Inspiration and process
The second week project is related to loops. I decided to work with rectangles, but at first tried to make the pattern strictly ordered. At this particular moment I got an idea about the color to make each rectangle different to each other.
Then I changed my mind and decided to play with haotic order of the objects drawing on this template from Computer_Graphics_and_Art_May1976
The final result you can watch in this video, the speed of rectangles is not so fast, so we can follow display order of the objects.

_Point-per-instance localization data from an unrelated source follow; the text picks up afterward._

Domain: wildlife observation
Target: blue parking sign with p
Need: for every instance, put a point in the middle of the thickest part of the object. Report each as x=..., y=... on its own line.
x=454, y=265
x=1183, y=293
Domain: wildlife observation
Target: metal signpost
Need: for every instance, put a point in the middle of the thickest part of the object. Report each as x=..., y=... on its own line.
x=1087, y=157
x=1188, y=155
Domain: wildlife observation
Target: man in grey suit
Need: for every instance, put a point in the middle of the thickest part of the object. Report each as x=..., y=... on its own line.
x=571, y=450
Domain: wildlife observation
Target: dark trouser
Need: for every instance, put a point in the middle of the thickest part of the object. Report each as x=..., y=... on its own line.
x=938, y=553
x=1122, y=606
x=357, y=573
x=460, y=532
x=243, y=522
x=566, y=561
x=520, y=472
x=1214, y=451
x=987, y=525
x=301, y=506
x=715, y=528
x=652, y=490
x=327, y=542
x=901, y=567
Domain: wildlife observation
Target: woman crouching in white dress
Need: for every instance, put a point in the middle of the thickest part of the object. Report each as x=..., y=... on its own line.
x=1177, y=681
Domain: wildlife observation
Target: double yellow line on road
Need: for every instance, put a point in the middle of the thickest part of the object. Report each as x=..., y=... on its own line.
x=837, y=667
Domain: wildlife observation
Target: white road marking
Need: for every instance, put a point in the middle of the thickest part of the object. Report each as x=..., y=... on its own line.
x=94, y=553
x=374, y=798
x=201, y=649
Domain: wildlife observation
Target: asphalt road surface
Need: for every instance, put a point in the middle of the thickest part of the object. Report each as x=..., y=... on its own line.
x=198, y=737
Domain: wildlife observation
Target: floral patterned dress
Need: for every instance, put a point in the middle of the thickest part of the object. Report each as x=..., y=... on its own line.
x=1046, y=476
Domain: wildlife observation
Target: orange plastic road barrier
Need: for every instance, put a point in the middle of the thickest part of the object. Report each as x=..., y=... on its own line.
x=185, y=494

The final result is the second one. It can looks like messy as the colors are randomly in background, stroke and rectangles. That is way at first try I commented some part of the code to follow the behavior of the objects.
Code
The code seems to be very short and easy, but I spent a lot of time trying to come to the result I wanted. The one problem I faced is color. First I declared 3 global variables each as a random number and then used them in the background() function, fill() and stroke() in different order to get different combinations of color. This caused the problem that each rectangle was the same color as previous. The solution is to repeat colors inside the loop.
float r=random(0,200); float g=random(0,200); float b=random(0,200); void setup() { size(640, 480); background(g,b,r); frameRate(1.6); } void draw() { for (int x = 0; x < width; x += 10) { float y=random(height); //rw is rectangle weight float rw=random(80); float r=random(8,200); float g=random(7,200); float b=random(9,200); stroke(b, r, g); fill(r,g,b); rect(x, y, rw, rw, 10); //noLoop(); }}
I feel like this project is not really interactive, but after the video “ Casey Reas’ Eyeo talk on chance operations” I was really fascinated with random function and played more with varieties of colors.